The audience next heard from Vermont Governor Phil Scott, a member of the UVM Class of 1980. 

“As we celebrate this installation of UVM's 28th president I’m reminded again of why it's so special to be here in Vermont,” Scott said. “As a UVM alum, it's good to be back on campus for this event as we officially welcome President Tromp to Vermont. I've had the pleasure meeting with Marlene, and it's clear she's got the passion, energy, and enthusiasm to lead this university at a pivotal time for colleges and universities across the country. It's also clear to me she believes that, as Vermont's land grant institution, UVM can expand its impact far beyond Chittenden County, to all corners of our state.”

The Installation Address was given by Bettina Aptheker, distinguished professor emerita at the University of California, Santa Cruz. Aptheker described her longtime friendship with Tromp, and Tromp’s commitment to increasing the accessibility of a public university.
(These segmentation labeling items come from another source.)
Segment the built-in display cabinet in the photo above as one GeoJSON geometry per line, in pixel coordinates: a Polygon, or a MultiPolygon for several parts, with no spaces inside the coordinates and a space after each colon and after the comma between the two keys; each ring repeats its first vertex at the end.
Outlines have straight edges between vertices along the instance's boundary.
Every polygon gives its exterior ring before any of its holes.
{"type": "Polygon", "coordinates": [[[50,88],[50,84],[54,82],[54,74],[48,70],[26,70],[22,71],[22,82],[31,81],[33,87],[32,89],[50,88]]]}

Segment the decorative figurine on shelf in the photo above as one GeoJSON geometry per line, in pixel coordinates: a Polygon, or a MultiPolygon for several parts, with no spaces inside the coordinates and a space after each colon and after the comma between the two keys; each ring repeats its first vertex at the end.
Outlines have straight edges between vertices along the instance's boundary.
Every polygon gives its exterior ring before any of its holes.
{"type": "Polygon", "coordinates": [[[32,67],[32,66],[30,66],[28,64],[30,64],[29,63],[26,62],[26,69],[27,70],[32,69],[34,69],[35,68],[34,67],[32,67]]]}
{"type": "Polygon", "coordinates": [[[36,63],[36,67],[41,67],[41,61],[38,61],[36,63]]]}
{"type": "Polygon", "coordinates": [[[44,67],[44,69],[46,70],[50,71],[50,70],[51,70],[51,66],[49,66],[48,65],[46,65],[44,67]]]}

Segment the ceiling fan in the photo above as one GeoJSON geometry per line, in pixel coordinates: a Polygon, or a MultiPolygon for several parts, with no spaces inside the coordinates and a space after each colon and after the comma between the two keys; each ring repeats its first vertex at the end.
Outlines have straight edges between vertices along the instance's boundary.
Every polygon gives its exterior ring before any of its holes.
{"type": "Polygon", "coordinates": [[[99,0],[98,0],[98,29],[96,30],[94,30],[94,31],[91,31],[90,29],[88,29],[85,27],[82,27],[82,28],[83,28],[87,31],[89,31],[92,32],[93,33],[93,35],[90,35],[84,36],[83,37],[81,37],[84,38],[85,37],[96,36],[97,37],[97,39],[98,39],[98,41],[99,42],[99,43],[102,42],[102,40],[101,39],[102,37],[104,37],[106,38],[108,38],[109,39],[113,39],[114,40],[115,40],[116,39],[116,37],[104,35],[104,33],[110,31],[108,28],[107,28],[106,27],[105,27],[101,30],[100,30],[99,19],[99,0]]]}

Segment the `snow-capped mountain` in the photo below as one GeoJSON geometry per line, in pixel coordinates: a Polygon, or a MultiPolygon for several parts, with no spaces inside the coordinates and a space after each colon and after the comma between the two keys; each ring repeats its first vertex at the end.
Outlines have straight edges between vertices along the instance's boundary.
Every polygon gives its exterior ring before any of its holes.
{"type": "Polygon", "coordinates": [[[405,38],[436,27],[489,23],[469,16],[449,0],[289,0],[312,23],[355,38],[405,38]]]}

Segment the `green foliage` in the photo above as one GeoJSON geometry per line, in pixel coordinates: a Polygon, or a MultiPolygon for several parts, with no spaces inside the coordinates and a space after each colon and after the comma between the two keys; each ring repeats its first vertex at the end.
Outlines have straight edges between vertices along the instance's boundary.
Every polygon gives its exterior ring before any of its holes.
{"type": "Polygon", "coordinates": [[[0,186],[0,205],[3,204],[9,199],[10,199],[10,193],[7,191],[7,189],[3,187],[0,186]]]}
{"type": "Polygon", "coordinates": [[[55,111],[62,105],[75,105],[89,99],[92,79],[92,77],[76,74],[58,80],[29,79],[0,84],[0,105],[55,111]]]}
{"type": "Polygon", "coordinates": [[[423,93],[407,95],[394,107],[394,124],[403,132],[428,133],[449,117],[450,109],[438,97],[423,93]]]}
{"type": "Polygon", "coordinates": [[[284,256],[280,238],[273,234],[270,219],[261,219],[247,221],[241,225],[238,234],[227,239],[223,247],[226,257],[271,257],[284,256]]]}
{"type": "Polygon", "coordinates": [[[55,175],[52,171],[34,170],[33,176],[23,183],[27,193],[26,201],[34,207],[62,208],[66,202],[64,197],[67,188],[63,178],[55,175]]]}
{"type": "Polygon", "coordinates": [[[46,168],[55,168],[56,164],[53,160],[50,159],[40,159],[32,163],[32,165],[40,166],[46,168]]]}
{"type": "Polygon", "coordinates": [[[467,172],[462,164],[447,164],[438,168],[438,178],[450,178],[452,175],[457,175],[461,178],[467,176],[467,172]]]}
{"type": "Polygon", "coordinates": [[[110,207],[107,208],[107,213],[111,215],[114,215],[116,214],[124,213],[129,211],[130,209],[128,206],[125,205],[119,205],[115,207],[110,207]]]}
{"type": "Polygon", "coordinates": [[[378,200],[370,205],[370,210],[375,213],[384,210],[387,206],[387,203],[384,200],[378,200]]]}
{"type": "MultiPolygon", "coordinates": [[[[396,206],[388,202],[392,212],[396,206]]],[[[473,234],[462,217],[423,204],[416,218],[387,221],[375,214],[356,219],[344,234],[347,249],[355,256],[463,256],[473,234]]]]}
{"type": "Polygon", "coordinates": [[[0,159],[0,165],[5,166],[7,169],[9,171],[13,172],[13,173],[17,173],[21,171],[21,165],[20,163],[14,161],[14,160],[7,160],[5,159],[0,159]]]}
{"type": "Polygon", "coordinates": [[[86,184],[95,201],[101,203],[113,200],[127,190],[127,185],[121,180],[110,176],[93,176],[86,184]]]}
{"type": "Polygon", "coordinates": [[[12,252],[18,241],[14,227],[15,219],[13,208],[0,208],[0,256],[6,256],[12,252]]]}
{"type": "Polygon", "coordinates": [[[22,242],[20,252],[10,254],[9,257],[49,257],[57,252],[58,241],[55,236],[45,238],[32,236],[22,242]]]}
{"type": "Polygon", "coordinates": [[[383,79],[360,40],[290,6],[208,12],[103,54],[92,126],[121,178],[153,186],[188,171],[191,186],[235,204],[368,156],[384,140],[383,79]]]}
“Compassion. Care. Generosity. Attention to detail and nuance. These are the qualities that shine through in her writings, and in her work,” Aptheker said.

“Vermont with its forests, mountains, and farms, and maple syrup, to sweeten our lives, is a gift. And to this university Dr. Tromp will give her all. You are in gracious and bountiful hands.”

Holding the university’s Class of 1927 Memorial Mace, a nearly four-foot-long symbol of authority used at formal ceremonies, constructed of ebony and silver-plated bronze, Tromp then bent her head as Board Chair Barnhart placed the President’s Medallion around her neck and formally invested her as the leader of the university. The medallion was a gift to the university from former President Lattie F. Coor upon his departure in 1989. It bears the institution’s ornate seal.

“UVM was, from the outset, not just a university of ideas, but ideals. Not just ideas but ideals,” Tromp reminded the audience in her Presidential Address. 

“[UVM] is a community of believers embedded in our common ground values, hewn in stone by our beautiful student union. These values are respect, integrity, innovation, openness, justice, and responsibility. Imagine if all the world were striving for this now. Not for power, or money, or priority, but this–what a different world it would be. A place that seeks to live up to these values is where I want to be–right here in this place, and most particularly, in this moment.”

“Higher education will be a part of the necessary work of healing and understanding,” she said. “We have seen people destroy the ground under our feet and the bodies above it. We have seen a degradation of service and knowledge, an assault on life saving cure, planet saving discoveries and individual peace and safety.”

To counter those forces, Tromp encouraged the UVM community to deploy “sisu”– the Finnish word meaning “unflappable tenacity in the face of insurmountable odds.”

“The work we are doing now will require enormous sisu,” she said. “But it matters now perhaps more than ever.”

“I am here because I believe,” Tromp said. “I believe in the power of education to change the world. I believe in the power of our faculty, students and staff to change the world. I believe we can create a better future, in that this moment of suffering and struggle could be the ground upon which we become wiser, braver, and make lasting and meaningful change. That we can reach across the chasm to bring people together to do this work.”

“[UVM] is a community of believers embedded in our common ground values... respect, integrity, innovation, openness, justice, and responsibility.... A place that seeks to live up to these values is where I want to be–right here in this place, and most particularly, in this moment.” –UVM President Marlene Tromp

The audience next heard a reflection on the installation from Bryan McKinley Jones Brayboy, dean of Northwestern University’s School of Education and Social Policy and its Carlos Montezuma Professor of Education and Social Policy, followed later by a recorded greeting and poetry reading by writer Risë Kevalshar Collins and closing remarks from Kimberly A. Hopely, executive vice president for development and alumni engagement at Rutgers University and president of the Rutgers University Foundation.

The Installation was followed by an outdoor reception on the University Green where ceremony attendees were joined by hundreds of other members of the university community.